I pomeriggi di domenica erano per lei la quiete dopo la tempesta.
Lo stress della settimana si acquietava. Il sabato faceva da spartiacque tra il girovagare parossistico fino al venerdì e l’ elettroencefalogramma piatto della domenica.
Aspettava con trepidazione quelle ore, in cui aveva smesso di cucinare, impastare, sistemare per ubbidire al ruolo di madre e di angelo del focolare, e poteva, finalmente, dire al suo divano: sono tua!
Iniziava lo zapping selvaggio, un gioco curioso col suo telecomando, consistente nel cercare qualcosa di decente in televisione, che facesse da sottofondo ai suoi pensieri liberi.
Ma era un gioco che negli ultimi tempi la tediava parecchio. Insulse oche starnazzavano nell’aia televisiva della domenica.
Finiva così per abbandonare il suo divano e cercare cassetti da sistemare. In un angolo degli stessi si trovava sempre un cimelio, un biglietto, una foto, un ciondolo, che le avrebbe sicuramente riportato alla mente briciole del suo passato.
L’ordine non era mai stato una sua prerogativa e sapeva che non c’era un criterio logico nella sistemazione o nel rinvenimento di pezzetti della sua vita.

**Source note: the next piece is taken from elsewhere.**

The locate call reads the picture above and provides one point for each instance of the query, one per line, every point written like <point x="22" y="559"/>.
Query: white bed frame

Sapeva cosa c’era in quella scatola nera, lì in fondo al cassetto, fra fazzoletti, collane, persino un calzino spaiato.
C’era un orologio.
Un classico orologio maschile. Tutto in acciaio. Semplice. A corda. L’orologio del macchinista.
Lo estrasse dalla scatola. Diede un paio di giri al pomellino della corda. Ne udì il ticchettìo familiare.
Il tempo che si era fermato tra le lancette di quell’orologio, aveva ripreso a scorrere.
Preciso. Sì, l’ orologio del macchinista doveva essere preciso. Nessuna variabile, nessuna incognita in quel Tempo che scandiva arrivi e partenze.
E c’era una bimba che salutava un uomo in divisa, con la borsa piena di carte, la lampadina con tre colori, e San Francesco a proteggere un cammino, un viaggio.
“Fai la brava. Papà guida il treno e porta i nonni a vedere i nipotini, il fidanzato a riabbracciare la fidanzata, gli ammalati negli ospedali a guarire”
Le dava un bacio e lei sapeva che il suo era un eroe, un papà che guidava il treno, che univa l’Italia in quel su e giù pieno di speranze.
Quell’orologio era magico. Non lo faceva arrivare mai in ritardo.
“Sai, piccolina, la gente ha l’appuntamento col Destino quando prende il treno…”
E lei immaginava questo Destino. Doveva essere importante se tutti volevano arrivarci in tempo. Desiderava crescere per incontrarlo. Avrebbe indossato anche lei un orologio magico, non avrebbe disatteso nessun appuntamento col suo Destino.
Glielo aveva regalato quando quel Tempo per lui non era stato più importante, quando i suoi binari lo avevano condotto alla Stazione del suo vivere, quando un solo appuntamento gli era rimasto.
E lei aveva bloccato quella corda. Per non farlo scorrere.
Ma l’orologio del macchinista scorre anche senza corda. Puntuale sempre.
“Papà, il Destino si arrabbia se arrivi in ritardo?” gli aveva chiesto lei un giorno di pioggia, di fulmini e di tuoni. Voleva che tornasse il sole per farlo andare a lavorare.
“Il Destino non aspetta. Ma non scappa. Deve solo compiersi. E per farlo ha il suo tempo. Nessuno può stabilirlo. È un treno in corsa. La Stazione è sconosciuta. Ma il macchinista deve essere puntuale”
Già. Era sempre stato puntuale il suo papà.
Anche in questa domenica pomeriggio in cui lei si era fermata a una stazione per ritrovare la bimba cui luccicavano gli occhi per l’ appuntamento col suo Destino.